Les studios de Contern sont construits selon le state of the art : quatre studios de tournage - 1 250 m2, 760 m2, 460 m2 et 450 m2 - avec une hauteur utile entre huit et treize mètres, complètement insonorisés, un atelier de construction et peinture des décors de 400 m2 dans un bâtiment à part, pour que les bruits ne parasitent pas les tournages, plus 150 m2 de bureaux, des loges, un restaurant. Il s'agit d'un investissement somme toute assez modeste de quelque 200 millions de francs. 

Dan Arendt, le directeur des activités luxembourgeoises de la maison-mère CLT-Ufa y voit une suite logique de la stratégie du groupe, estime que la production audiovisuelle est un important pilier pour le secteur des médias au Luxembourg (lors de la présentation du projet en octobre). La CLT-Ufa se verrait bien proposer plus souvent des tournages à Delux pour approvisionner ses chaînes, par exemple en séries. Pourquoi pas, mais dans ce business, il faut qu'il y ait une logique pour venir tourner ici, estime Jimmy de Brabant. 

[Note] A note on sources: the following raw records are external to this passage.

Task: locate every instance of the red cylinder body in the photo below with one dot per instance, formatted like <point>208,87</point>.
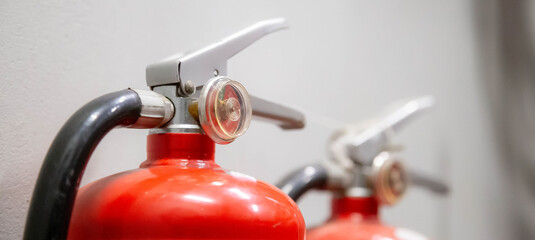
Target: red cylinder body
<point>357,219</point>
<point>181,193</point>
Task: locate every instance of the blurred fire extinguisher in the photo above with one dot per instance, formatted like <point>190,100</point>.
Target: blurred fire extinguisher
<point>363,174</point>
<point>179,192</point>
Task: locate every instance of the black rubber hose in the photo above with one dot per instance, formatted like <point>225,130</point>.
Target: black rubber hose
<point>304,179</point>
<point>53,197</point>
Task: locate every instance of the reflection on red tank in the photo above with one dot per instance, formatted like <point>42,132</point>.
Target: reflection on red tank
<point>357,219</point>
<point>181,193</point>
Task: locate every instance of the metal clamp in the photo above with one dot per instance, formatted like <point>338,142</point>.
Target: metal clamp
<point>178,78</point>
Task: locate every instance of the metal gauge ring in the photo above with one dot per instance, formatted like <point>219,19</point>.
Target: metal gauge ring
<point>225,110</point>
<point>389,178</point>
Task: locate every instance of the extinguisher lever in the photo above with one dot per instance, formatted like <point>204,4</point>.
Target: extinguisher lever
<point>284,117</point>
<point>199,66</point>
<point>429,182</point>
<point>364,145</point>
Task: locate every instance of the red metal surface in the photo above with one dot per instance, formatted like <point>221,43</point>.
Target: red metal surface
<point>181,193</point>
<point>357,219</point>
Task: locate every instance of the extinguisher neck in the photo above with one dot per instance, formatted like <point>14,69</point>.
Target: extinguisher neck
<point>365,207</point>
<point>181,149</point>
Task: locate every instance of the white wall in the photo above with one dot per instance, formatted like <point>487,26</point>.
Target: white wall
<point>340,62</point>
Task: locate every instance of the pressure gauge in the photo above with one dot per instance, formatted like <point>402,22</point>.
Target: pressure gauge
<point>389,178</point>
<point>224,109</point>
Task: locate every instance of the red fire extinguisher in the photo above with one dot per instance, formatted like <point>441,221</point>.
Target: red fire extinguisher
<point>363,174</point>
<point>179,192</point>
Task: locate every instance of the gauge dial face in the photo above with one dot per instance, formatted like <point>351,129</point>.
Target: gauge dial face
<point>225,109</point>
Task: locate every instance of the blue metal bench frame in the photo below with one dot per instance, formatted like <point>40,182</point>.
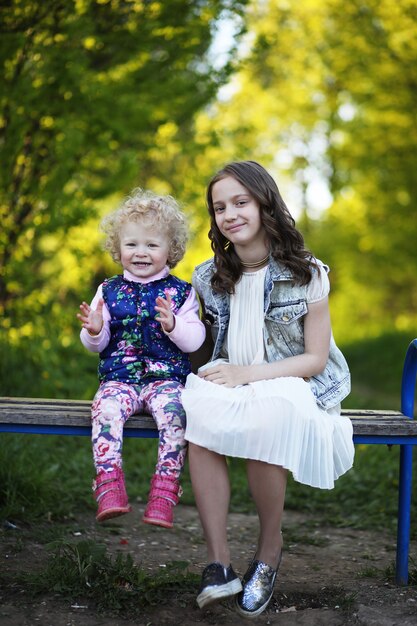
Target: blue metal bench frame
<point>406,442</point>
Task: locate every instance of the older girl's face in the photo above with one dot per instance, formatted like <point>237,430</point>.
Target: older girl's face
<point>237,215</point>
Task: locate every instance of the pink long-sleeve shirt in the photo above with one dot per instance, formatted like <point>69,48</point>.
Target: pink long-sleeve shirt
<point>188,333</point>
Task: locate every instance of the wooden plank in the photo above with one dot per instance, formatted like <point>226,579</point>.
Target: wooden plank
<point>64,412</point>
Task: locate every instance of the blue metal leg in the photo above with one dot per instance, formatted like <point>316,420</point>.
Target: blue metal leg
<point>404,514</point>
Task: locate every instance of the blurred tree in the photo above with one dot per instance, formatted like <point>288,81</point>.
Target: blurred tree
<point>327,98</point>
<point>90,89</point>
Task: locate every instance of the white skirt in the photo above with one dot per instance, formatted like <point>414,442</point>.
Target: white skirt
<point>277,421</point>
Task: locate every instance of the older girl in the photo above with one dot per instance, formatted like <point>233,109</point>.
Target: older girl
<point>271,393</point>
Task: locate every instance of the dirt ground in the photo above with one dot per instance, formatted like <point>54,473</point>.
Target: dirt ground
<point>328,576</point>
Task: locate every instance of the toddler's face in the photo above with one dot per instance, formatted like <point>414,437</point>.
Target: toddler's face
<point>143,249</point>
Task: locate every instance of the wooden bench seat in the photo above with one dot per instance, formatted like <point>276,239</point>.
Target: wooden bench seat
<point>72,417</point>
<point>45,414</point>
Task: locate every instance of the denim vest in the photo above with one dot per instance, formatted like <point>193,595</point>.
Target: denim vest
<point>139,351</point>
<point>285,305</point>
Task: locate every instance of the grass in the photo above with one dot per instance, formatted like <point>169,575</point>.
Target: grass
<point>84,572</point>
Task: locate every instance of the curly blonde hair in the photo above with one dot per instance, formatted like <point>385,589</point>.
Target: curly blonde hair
<point>160,212</point>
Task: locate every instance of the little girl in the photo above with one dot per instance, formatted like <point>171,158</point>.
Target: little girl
<point>143,323</point>
<point>271,393</point>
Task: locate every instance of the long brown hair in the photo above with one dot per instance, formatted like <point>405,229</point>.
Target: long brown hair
<point>286,242</point>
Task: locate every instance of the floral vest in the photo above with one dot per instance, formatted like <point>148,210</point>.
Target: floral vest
<point>139,351</point>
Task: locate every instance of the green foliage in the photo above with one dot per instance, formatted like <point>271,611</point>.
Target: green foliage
<point>88,86</point>
<point>85,569</point>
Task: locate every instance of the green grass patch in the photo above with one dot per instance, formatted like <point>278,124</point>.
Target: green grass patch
<point>84,571</point>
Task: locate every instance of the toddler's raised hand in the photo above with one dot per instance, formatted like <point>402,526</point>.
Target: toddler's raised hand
<point>165,316</point>
<point>91,320</point>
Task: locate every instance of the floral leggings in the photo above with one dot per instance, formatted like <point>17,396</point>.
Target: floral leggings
<point>115,402</point>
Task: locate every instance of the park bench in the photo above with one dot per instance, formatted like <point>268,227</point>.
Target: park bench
<point>72,417</point>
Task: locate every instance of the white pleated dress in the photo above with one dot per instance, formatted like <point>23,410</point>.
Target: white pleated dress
<point>277,421</point>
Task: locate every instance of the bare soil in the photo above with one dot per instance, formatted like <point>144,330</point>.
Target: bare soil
<point>328,576</point>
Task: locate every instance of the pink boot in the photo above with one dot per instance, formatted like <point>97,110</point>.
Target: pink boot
<point>163,496</point>
<point>110,493</point>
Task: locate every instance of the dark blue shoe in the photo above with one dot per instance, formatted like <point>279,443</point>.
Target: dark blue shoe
<point>258,587</point>
<point>217,582</point>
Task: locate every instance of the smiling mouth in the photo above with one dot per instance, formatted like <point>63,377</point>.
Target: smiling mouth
<point>231,229</point>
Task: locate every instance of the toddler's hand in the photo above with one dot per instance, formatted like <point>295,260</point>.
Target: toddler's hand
<point>91,320</point>
<point>165,316</point>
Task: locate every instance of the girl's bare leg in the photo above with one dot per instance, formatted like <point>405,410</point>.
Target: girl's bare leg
<point>267,484</point>
<point>211,487</point>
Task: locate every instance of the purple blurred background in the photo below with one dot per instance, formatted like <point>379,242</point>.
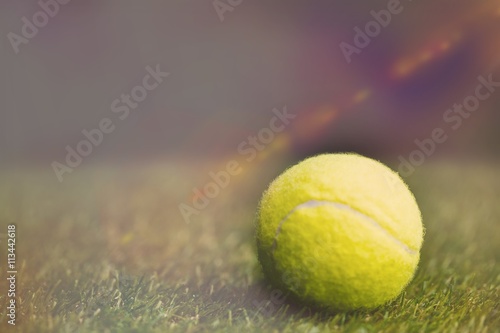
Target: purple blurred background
<point>230,69</point>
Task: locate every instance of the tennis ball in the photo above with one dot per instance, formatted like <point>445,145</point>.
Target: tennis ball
<point>341,231</point>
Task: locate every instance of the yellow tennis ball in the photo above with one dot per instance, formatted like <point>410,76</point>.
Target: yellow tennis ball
<point>341,231</point>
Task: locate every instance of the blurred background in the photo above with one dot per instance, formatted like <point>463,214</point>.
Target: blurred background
<point>231,64</point>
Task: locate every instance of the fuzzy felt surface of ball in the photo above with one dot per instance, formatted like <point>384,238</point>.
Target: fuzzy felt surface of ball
<point>340,231</point>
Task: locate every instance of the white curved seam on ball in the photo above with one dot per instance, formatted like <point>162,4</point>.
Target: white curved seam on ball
<point>316,203</point>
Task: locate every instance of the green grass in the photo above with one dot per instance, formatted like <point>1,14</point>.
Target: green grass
<point>108,251</point>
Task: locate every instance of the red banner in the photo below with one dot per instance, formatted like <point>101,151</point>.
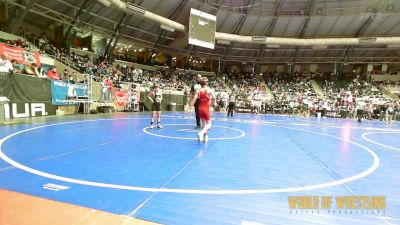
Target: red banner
<point>19,54</point>
<point>120,97</point>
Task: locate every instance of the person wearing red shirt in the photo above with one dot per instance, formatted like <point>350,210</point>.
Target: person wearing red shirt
<point>206,98</point>
<point>52,74</point>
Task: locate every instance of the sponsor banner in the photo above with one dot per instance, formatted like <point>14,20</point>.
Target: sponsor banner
<point>120,97</point>
<point>20,54</point>
<point>63,93</point>
<point>32,109</point>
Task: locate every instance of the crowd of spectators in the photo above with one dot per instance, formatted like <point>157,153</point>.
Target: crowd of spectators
<point>291,94</point>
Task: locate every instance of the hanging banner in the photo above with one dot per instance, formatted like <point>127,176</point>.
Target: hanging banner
<point>120,97</point>
<point>65,93</point>
<point>19,54</point>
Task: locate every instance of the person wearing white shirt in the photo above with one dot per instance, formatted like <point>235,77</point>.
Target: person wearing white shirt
<point>5,64</point>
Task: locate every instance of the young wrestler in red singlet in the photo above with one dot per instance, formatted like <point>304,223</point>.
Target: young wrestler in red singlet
<point>206,98</point>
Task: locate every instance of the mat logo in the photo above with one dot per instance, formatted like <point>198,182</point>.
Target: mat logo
<point>54,187</point>
<point>29,111</point>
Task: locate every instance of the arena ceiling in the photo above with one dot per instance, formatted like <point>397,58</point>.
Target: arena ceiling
<point>271,18</point>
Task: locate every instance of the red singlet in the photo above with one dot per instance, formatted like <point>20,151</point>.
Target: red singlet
<point>204,106</point>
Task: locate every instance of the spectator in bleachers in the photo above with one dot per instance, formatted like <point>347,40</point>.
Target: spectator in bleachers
<point>5,64</point>
<point>28,70</point>
<point>18,67</point>
<point>52,74</point>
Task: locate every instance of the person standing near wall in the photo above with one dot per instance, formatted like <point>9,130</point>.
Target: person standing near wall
<point>195,87</point>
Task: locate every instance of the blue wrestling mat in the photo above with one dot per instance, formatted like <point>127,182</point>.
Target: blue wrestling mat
<point>255,169</point>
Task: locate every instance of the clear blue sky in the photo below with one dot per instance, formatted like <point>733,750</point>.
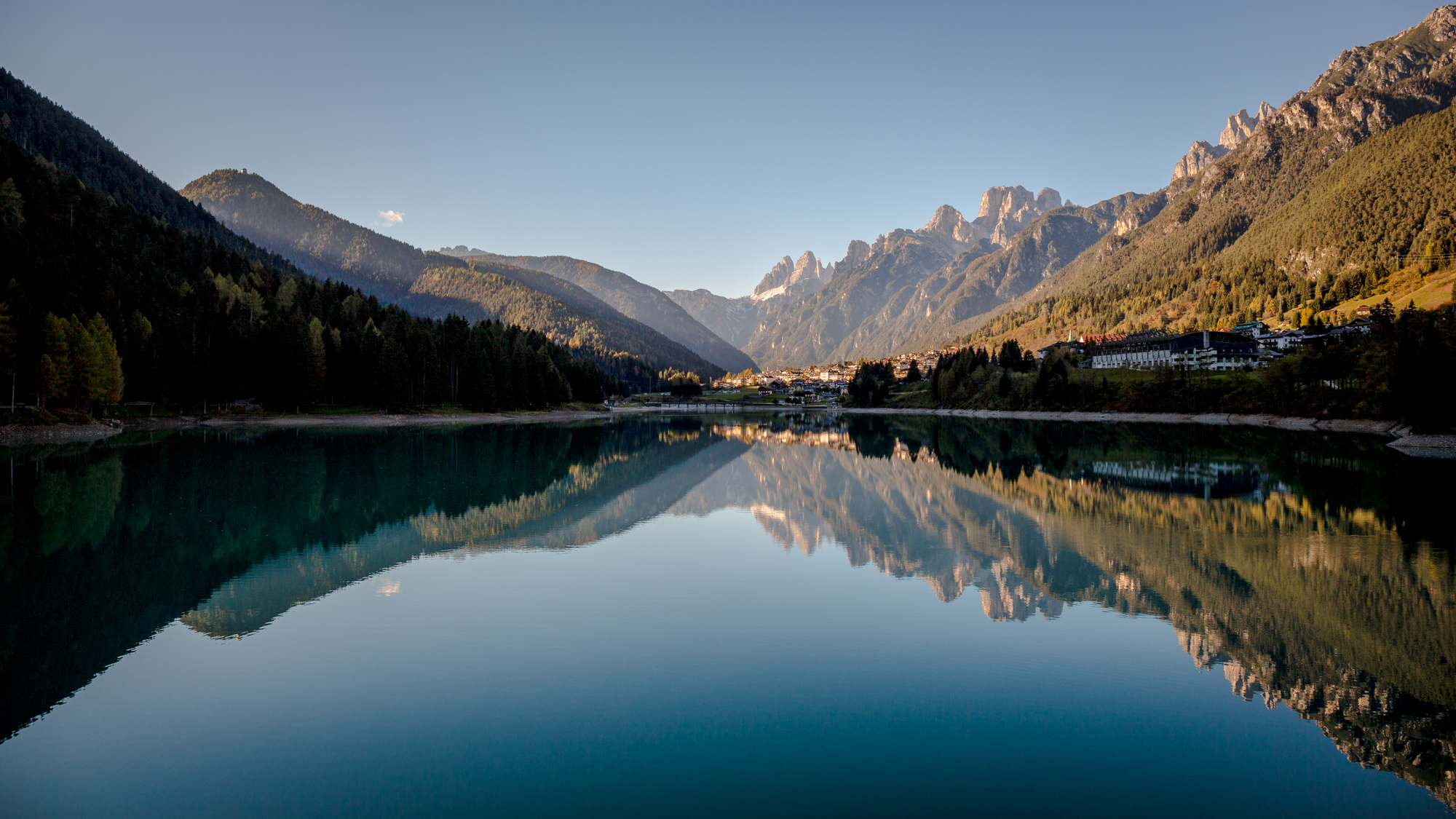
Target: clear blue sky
<point>687,145</point>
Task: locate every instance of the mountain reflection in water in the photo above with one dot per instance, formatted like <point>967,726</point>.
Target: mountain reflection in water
<point>1314,569</point>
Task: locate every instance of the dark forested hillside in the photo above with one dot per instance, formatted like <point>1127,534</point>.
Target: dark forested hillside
<point>637,301</point>
<point>108,299</point>
<point>1340,194</point>
<point>436,285</point>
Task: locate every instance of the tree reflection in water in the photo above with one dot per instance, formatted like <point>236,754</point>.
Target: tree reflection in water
<point>1315,569</point>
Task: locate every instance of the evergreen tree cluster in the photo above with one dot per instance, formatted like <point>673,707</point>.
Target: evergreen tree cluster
<point>1278,232</point>
<point>871,384</point>
<point>681,384</point>
<point>183,318</point>
<point>1397,373</point>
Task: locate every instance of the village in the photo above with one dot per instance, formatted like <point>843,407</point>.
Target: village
<point>1243,347</point>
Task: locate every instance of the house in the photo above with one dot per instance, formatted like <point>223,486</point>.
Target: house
<point>1059,347</point>
<point>1282,340</point>
<point>1198,350</point>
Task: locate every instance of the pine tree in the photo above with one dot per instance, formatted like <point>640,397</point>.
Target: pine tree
<point>317,366</point>
<point>8,349</point>
<point>49,382</point>
<point>58,347</point>
<point>392,378</point>
<point>88,365</point>
<point>108,381</point>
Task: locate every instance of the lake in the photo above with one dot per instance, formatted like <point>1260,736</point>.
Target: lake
<point>729,615</point>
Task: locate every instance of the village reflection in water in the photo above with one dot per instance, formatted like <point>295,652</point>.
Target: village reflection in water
<point>1314,569</point>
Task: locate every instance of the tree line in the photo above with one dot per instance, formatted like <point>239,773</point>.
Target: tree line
<point>1400,373</point>
<point>110,304</point>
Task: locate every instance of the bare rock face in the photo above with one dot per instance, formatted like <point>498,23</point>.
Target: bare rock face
<point>1241,127</point>
<point>794,279</point>
<point>947,231</point>
<point>1419,52</point>
<point>1200,155</point>
<point>1049,199</point>
<point>1141,213</point>
<point>1007,210</point>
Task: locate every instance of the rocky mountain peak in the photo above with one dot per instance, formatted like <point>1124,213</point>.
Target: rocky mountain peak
<point>796,279</point>
<point>1200,155</point>
<point>1417,52</point>
<point>949,222</point>
<point>1005,210</point>
<point>1241,126</point>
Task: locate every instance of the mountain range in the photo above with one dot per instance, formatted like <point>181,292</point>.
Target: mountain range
<point>1339,197</point>
<point>477,288</point>
<point>1266,223</point>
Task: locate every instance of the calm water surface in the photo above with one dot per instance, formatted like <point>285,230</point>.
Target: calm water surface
<point>727,617</point>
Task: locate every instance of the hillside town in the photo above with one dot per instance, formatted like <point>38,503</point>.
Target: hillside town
<point>1243,347</point>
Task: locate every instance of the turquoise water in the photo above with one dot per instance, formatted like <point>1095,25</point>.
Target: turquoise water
<point>727,617</point>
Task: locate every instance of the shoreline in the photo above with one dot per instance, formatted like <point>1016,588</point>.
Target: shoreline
<point>1404,440</point>
<point>40,435</point>
<point>34,435</point>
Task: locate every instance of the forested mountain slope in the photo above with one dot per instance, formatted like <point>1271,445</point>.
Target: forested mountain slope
<point>563,311</point>
<point>863,296</point>
<point>436,283</point>
<point>636,301</point>
<point>194,321</point>
<point>1327,199</point>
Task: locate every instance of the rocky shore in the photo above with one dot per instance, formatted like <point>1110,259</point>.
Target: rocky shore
<point>41,435</point>
<point>34,435</point>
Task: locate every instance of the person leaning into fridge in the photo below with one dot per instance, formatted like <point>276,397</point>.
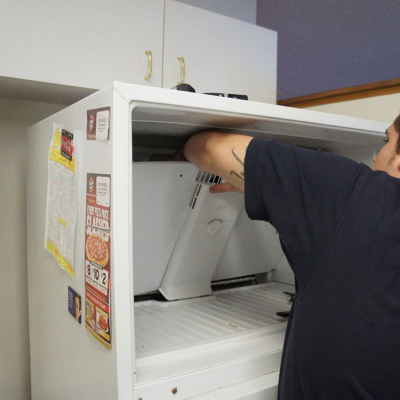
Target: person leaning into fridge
<point>339,227</point>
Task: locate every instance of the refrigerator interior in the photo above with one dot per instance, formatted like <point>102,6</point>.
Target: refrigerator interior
<point>236,324</point>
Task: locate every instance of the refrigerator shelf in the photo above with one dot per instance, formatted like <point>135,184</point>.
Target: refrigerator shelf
<point>166,326</point>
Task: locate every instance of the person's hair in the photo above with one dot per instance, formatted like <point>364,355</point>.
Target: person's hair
<point>396,124</point>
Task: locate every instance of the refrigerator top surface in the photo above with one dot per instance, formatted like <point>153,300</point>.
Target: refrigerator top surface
<point>176,115</point>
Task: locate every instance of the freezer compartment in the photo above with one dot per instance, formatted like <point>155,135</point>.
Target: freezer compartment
<point>234,334</point>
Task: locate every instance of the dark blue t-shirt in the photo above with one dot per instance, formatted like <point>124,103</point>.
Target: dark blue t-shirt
<point>339,226</point>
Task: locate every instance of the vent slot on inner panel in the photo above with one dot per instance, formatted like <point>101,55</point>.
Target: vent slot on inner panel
<point>206,178</point>
<point>203,178</point>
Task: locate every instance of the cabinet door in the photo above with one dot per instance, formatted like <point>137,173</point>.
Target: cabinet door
<point>221,54</point>
<point>87,43</point>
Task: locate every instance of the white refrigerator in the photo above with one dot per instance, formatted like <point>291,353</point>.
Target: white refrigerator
<point>178,290</point>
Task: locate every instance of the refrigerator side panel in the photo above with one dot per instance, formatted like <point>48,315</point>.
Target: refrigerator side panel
<point>67,362</point>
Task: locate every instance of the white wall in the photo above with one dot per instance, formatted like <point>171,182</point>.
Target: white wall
<point>380,108</point>
<point>15,117</point>
<point>244,10</point>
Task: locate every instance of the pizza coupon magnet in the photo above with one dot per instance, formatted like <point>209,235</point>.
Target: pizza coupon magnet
<point>98,257</point>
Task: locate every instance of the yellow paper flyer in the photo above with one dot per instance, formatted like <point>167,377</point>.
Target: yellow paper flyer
<point>61,209</point>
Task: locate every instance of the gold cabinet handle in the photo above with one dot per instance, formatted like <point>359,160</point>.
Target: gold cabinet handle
<point>182,60</point>
<point>150,65</point>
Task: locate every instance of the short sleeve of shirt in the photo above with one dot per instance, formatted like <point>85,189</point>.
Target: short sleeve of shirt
<point>304,194</point>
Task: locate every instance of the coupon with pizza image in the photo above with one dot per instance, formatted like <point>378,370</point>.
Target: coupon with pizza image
<point>98,256</point>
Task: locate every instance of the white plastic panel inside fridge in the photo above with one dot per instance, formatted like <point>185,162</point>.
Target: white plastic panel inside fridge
<point>163,189</point>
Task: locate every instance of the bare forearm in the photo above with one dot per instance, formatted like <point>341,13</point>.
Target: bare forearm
<point>219,153</point>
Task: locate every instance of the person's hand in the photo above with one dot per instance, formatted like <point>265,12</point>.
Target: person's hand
<point>225,187</point>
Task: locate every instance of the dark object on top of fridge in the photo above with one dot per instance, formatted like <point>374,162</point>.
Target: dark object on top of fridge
<point>230,95</point>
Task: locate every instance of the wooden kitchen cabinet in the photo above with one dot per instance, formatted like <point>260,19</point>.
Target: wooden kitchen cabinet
<point>89,44</point>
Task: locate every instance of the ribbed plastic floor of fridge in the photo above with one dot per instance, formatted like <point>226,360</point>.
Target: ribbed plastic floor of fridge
<point>162,326</point>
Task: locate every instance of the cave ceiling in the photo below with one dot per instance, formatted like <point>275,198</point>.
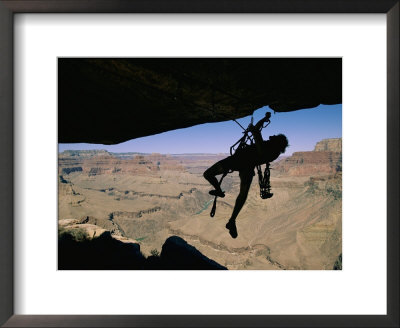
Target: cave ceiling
<point>111,100</point>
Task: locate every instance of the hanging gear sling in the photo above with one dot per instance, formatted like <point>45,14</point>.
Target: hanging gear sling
<point>263,178</point>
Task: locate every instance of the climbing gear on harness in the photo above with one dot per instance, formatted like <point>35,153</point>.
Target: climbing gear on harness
<point>264,182</point>
<point>214,208</point>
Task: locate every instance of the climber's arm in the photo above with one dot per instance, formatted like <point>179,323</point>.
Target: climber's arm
<point>258,140</point>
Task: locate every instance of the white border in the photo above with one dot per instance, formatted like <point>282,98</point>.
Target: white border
<point>358,289</point>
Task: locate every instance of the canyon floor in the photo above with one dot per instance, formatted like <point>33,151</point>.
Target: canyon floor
<point>148,198</point>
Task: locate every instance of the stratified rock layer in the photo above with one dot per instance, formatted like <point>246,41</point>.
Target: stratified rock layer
<point>325,159</point>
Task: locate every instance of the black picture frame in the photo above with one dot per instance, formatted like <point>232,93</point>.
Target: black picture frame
<point>10,7</point>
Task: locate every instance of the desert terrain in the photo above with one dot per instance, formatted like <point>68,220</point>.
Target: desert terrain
<point>146,198</point>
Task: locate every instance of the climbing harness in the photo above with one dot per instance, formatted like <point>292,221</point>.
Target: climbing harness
<point>212,213</point>
<point>263,178</point>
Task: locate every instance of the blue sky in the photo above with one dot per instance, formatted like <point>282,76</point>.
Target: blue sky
<point>304,128</point>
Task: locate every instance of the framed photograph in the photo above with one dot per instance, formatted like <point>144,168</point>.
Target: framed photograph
<point>149,145</point>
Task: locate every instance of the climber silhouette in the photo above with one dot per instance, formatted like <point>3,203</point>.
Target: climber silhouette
<point>245,160</point>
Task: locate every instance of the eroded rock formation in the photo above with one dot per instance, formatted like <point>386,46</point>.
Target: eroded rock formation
<point>111,100</point>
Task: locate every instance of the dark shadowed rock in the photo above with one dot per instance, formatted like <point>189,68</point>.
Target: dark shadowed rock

« Moi, j'ai aussi des studios à remplir, » explique-t-il, et que quand d'autres sociétés louent les locaux, il n'est que prestataire de service et s'applique à faciliter le travail des autres producteurs. Samsa film ou Tarantula viennent régulièrement tourner là; on se connaît bien, pour entre autre être réunis au sein de l'Union luxembourgeoise des producteurs audiovisuel. Les studios de Contern seront plus grands, donc il faudra plus de productions pour les rentabiliser. Le directeur de Delux n'y voit aucun problème.

Depuis sa création en 1991, Delux a produit onze films de cinéma, quatorze téléfilms et quelque 80 heures de séries télévisées pour un investissement de plus de 100 millions de dollars, dont approximativement la moitié fut dépensée au Luxembourg. Or, Delux ne demande guère d'aides directes à la production au Fonds de soutien à la production audiovisuelle (Fonspa) étatique, mais profite uniquement du système de certificats audiovisuels, anciennement appelés tax-shelter. Pour Jimmy de Brabant, il s'agit là d'une question de principe, d'un choix : il considère que l'aide directe doit être réservée aux films ayant une implication de développement réellement luxembourgeoise, que cette aide doit soutenir la créativité des cinéastes luxembourgeois. 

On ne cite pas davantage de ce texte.